Anindya Milagsita | Beautynesia
Minggu, 28 Apr 2019 02:45 WIB
https://www.masakapahariini.com/wp-content/uploads/2018/09/shutterstock_1177577908-1024x683.jpg
Nasi jadi bahan makanan pokok bagi orang Indonesia. Seperti kata orang Indonesia yang berkata belum makan namanya kalau belum makan tanpa nasi. Nasi yang kaya akan karbohidrat membuat kita tahan lama untuk kenyang. Jika biasanya nasi berasal dari beras putih, ternyata ada beberapa jenis beras lain yang bisa juga dikonsumsi. Beberapa diantaranya juga sengaja dikonsumsi untuk program diet. Buat kamu yang suka mengkonsumsi beberapa jenis beras, tentunya harus mengetahui cara menanaknya supaya nasi yang dihasilkan pulen dan enak.

1. Menanak Beras Putih


Jenis beras pertama adalah beras putih. Nah buat kamu yang penasaran dengan cara menanak nasi tanpa rice cooker bisa ikuti cara berikut ladies. Pertama yang perlu kamu siapkan adalah beras putih sebanyak 2 gelas ukuran sedang, panci kastrol/panci biasa, dan panci kukus.
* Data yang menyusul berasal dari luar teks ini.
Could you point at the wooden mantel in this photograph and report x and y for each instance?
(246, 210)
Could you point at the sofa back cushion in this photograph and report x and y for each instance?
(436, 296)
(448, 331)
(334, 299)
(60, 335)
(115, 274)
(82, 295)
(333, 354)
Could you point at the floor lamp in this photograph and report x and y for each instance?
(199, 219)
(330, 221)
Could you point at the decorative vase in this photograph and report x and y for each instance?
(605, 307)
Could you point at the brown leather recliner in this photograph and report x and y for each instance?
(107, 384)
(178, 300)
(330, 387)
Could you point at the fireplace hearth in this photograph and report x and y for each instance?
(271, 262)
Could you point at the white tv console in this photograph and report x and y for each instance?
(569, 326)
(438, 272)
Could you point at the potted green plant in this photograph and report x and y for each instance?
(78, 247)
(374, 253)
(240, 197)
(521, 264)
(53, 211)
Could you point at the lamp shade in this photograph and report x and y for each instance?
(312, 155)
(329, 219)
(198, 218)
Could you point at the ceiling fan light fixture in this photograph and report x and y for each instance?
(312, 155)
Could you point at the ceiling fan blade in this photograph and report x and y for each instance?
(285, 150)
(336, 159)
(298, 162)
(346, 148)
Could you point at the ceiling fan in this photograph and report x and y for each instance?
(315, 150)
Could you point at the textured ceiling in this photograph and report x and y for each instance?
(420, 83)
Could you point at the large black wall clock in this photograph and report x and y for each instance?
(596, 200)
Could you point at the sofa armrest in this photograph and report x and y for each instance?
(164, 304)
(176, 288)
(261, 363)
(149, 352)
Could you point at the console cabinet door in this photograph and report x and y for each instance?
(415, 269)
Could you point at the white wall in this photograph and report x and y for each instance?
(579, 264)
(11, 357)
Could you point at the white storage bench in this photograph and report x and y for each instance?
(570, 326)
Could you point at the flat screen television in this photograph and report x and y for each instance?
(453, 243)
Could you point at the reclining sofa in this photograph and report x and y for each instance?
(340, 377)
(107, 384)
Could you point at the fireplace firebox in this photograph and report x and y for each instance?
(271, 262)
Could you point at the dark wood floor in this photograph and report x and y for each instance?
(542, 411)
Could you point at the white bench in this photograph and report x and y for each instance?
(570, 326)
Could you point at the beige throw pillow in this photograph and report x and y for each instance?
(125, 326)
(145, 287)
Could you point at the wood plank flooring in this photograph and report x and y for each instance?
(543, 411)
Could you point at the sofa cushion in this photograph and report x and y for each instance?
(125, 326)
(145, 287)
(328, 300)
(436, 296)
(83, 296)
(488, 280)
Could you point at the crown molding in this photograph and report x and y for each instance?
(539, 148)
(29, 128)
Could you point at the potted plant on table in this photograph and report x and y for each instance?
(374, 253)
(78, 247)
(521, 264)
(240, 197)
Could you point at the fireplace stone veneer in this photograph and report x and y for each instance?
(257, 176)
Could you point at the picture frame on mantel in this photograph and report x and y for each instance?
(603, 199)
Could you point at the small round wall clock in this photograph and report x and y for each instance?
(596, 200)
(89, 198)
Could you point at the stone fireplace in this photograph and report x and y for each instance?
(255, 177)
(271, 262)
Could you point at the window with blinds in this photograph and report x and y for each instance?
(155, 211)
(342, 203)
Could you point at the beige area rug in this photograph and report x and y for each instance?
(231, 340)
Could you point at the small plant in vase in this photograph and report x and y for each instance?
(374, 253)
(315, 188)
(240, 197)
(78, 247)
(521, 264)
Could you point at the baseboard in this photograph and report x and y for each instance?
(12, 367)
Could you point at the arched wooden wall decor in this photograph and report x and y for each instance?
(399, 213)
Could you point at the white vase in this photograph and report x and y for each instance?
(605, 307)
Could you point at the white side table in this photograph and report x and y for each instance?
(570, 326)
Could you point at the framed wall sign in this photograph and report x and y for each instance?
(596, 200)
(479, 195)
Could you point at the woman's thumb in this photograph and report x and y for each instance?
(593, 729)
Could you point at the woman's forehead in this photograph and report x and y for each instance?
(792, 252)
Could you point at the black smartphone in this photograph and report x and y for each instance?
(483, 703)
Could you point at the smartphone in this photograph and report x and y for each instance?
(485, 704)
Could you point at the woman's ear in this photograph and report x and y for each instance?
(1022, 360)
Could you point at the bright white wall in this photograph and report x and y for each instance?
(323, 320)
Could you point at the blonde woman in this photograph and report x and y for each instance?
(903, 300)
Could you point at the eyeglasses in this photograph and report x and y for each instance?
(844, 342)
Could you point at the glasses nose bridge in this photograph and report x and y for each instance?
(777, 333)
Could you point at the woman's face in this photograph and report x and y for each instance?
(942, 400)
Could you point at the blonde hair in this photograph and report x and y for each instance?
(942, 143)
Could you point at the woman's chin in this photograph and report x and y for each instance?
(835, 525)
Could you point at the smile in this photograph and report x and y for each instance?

Langkah selanjutnya cuci beras dalam panci kastrol hingga bersih. Beri air hingga setinggi satu ruas jari. Setelah itu rebus hingga air menyusut. Siapkan panci kukus, beri air sesuai garis, dan panaskan. Setelah panci kukus panas, masukkan beras yang sudah direbus tadi. Kukus selama 30 menit. 


Foto: Istimewa

Untuk hasil nasi yang pulen dan tahan lama, usahakan saat mencuci beras cuci bersih hingga warna air berubah menjadi bening. Selain itu pada saat proses merebus, jangan lupa untuk mengaduknya supaya bagian bawah tidak gosong.


Foto: Istimewa

2. Menanak Beras Merah


Selanjutnya ada jenis beras merah. Untuk jenis beras ini kamu harus melalui beberapa tahapan untuk mendapatkan nasi merah yang pulen, lembut, dan mantap. Langkah pertama yang bisa kamu lakukan adalah menyiapkan beras merah sebanyak 2 gelas ukuran sedang, panci kastrol/panci biasa, dan rice cooker. Cuci beras merah hingga bersih dan rendam beras selama 30 menit dengan ukuran air setinggi 1,5 ruas jari.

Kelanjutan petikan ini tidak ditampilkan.